Look for passages that rely too heavily on conversation or exposition, and attempt to balance them. Follow your instincts to where something doesn’t feel right, then return to them later for corrections.

8. Create a color-coding system

Create a color-coding system to monitor the status of your writing. Mark the writing you are pleased with in blue. The writing you are uncertain about in green, and the writing you know needs improvement in red.

As you revise your text, your objective will be to achieve green status for every section. Having color cues and a specific purpose can transform the editing process from a tiresome chore into a challenge.

9. Go through your checklist

When you have completed the first draft of your novel, utilize the following editing checklist: What is my primary dramatic query? What sections have pacing issues (such as excessive talk and exposition)?

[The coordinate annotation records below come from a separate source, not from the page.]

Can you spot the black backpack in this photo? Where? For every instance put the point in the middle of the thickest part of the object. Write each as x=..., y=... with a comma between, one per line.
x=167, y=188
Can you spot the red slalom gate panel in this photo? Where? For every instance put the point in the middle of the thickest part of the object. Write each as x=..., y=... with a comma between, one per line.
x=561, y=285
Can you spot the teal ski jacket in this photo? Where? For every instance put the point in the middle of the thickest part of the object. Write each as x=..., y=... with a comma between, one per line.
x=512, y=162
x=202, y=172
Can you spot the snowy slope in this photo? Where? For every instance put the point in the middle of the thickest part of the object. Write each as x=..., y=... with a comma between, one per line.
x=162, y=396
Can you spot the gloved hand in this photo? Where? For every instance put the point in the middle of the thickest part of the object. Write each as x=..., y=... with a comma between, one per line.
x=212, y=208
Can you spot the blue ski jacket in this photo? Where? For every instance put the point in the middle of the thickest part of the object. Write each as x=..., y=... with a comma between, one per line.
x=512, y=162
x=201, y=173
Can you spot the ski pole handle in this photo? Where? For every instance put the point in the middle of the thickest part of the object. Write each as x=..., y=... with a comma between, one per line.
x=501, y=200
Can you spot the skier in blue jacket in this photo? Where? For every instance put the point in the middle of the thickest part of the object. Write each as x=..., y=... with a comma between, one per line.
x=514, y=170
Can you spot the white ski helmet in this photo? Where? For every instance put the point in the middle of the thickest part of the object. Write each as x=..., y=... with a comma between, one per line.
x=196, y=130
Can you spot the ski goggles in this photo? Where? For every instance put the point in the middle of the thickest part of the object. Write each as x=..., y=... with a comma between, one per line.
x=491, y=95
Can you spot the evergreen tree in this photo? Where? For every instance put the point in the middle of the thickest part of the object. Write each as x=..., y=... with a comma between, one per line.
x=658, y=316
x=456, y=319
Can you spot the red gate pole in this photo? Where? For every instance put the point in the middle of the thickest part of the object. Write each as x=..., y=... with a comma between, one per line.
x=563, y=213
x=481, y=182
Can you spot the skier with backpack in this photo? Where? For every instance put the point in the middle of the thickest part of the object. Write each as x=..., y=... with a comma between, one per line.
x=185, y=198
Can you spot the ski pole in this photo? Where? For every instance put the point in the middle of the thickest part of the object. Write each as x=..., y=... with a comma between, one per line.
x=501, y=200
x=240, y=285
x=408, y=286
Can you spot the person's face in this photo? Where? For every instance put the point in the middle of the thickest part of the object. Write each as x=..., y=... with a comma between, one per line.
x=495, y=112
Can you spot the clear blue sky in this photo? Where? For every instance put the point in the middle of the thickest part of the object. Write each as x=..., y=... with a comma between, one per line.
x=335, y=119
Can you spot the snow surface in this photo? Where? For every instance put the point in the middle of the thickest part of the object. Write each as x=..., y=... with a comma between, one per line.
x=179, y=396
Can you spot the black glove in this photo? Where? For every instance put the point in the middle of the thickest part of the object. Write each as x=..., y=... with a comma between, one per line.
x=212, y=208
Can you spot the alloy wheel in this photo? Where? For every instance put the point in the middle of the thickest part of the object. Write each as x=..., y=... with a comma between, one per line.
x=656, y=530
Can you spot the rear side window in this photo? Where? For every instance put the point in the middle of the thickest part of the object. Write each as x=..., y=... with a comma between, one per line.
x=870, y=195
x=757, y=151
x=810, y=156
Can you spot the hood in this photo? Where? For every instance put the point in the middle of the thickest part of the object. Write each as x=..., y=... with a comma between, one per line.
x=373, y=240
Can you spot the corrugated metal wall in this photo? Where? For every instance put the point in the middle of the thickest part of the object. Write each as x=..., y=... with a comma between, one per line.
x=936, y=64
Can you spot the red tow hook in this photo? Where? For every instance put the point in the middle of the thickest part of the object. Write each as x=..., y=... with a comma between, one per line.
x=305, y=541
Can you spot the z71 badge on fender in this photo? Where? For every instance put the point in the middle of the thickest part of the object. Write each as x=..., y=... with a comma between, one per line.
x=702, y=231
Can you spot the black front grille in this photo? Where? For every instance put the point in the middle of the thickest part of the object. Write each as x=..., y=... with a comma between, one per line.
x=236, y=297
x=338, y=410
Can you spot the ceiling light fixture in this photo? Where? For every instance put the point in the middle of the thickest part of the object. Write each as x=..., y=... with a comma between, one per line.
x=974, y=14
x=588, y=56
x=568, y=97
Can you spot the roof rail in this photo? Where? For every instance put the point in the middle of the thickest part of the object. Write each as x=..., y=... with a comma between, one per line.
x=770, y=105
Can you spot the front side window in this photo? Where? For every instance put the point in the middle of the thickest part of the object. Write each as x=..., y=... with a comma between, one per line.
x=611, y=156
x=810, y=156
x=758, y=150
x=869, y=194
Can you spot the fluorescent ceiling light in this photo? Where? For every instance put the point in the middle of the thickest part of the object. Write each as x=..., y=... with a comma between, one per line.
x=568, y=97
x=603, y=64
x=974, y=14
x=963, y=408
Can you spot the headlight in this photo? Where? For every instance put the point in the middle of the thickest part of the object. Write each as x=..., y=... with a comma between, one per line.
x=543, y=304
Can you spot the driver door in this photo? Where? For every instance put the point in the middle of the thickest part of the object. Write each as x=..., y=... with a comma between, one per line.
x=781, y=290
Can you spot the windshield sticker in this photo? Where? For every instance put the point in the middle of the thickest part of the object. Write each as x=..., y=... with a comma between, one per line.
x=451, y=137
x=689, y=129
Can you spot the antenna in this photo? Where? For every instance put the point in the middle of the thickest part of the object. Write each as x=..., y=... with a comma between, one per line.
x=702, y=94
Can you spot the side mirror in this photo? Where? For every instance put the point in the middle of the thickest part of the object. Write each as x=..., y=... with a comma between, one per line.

What areas do I need to strengthen my primary narrative? Does my conclusion address the key dramatic question? What elements of my narrative are redundant and distracting? Your responses may necessitate substantial modifications.

10. Read aloud

As you progress through increasingly refined drafts of your writing, read the words out loud. This will assist you in editing and refining your own writing.

Your eyes may gloss over grammatical flaws, odd sentence structure, and typos while reading your own words on a computer screen or on paper.

However, by reading your work aloud, you can spot these errors. The only caution is that you should not do too much at once, otherwise the listener will lose interest.

11. Print a copy

When you return to the manuscript, attempt to print a hard copy. This can bring you closer to the experience of the reader. This not only provides space for making notes on trouble areas, but also has an effect on how you read stories.

Conclusion

Making a mess of your prized artwork is never fun. Save your manuscript as a new one before doing anything else, so as to retain all of your original brilliance. You can always return to the first draft if you change your mind.

It takes a lot of effort to go back and rewrite something. But then, it’s liberating and rewarding. It’s exhilarating to raise your narrative to its maximum potential, slash its weaknesses, and bolster its virtues!

11 Best Ways to Rewrite a Book

Pam is an expert grammarian with years of experience teaching English, writing and ESL Grammar courses at the university level. She is enamored with all things language and fascinated with how we use words to shape our world.